Four of the five largest U.S. defense contractors are current customers, according to reporting by Bloomberg. Named customers outside that group include autonomous systems company Anduril, motorsport engineering firm Pratt Miller (which fields the Corvette Racing team), and nuclear energy startup Antares.

Rapid Growth Since Series B

Nominal raised a $75 million Series B led by Sequoia Capital approximately ten months before the current extension round. In that period, the company reported 7x revenue growth and expanded its headcount from 43 employees to roughly 135, with offices now operating in Austin, New York, Los Angeles, Washington D.C., and London.

The London office signals early movement into European defense markets, where allied governments have significantly increased hardware development spending following geopolitical pressures since 2022.

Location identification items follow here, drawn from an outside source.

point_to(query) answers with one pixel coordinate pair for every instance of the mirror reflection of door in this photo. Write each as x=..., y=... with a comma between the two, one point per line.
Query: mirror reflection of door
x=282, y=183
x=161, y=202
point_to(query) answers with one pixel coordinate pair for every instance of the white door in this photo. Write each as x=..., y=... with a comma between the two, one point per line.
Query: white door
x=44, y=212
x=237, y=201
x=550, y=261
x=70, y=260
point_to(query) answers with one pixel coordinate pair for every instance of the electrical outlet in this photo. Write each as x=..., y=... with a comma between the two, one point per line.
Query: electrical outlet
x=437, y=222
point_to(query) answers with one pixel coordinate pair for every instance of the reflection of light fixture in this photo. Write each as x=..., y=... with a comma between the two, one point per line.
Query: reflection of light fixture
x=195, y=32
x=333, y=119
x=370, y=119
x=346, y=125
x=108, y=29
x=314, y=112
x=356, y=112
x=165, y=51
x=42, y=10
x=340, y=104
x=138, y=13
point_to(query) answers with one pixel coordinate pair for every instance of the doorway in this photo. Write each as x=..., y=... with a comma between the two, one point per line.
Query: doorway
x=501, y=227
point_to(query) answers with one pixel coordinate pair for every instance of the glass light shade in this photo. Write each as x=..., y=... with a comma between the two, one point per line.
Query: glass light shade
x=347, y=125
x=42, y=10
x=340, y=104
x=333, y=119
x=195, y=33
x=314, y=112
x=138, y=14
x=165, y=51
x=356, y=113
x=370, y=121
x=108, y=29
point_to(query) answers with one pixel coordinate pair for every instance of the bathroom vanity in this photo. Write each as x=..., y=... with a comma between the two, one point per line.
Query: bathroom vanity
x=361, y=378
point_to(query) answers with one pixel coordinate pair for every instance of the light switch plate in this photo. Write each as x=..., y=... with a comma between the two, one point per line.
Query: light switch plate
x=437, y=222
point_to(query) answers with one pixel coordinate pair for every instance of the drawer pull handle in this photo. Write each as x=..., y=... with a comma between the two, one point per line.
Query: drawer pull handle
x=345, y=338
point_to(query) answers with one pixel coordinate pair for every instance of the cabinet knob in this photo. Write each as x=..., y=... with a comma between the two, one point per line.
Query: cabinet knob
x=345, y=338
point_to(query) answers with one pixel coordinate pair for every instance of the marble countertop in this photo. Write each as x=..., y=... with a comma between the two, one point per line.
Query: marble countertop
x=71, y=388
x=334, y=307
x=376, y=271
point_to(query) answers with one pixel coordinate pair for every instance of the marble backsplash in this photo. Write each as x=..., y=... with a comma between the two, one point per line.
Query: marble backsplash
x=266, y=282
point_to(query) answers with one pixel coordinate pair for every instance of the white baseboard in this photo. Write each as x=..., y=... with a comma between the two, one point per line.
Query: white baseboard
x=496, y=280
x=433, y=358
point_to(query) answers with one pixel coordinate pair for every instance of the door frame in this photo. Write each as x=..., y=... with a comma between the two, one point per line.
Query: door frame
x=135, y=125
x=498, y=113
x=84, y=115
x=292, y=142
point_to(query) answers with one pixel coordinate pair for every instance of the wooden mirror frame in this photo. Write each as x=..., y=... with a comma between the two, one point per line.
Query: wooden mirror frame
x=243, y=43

Expansion Into Adjacent Industries

While Nominal’s initial customer base centered on aerospace and defense, the company is actively expanding into automotive engineering, robotics, industrial manufacturing, and energy infrastructure. The expansion reflects a broader thesis: any industry that develops and tests complex physical systems at scale faces the same data fragmentation problem that Nominal addresses in defense.

CEO Cameron McCord has described Nominal’s long-term ambition as building “the next great industrial software company” — positioning the platform as picks-and-shovels infrastructure for an era when hardware development cycles are accelerating across sectors including autonomous vehicles, humanoid robots, and small modular nuclear reactors.

Investors participating in the latest extension include Founders Fund, Sequoia, General Catalyst, Lux Capital, Red Glass, and Lightspeed Venture Partners. The company plans to use the capital to continue product development, pursue acquisitions in the United States and Europe, and deepen its presence in non-defense verticals.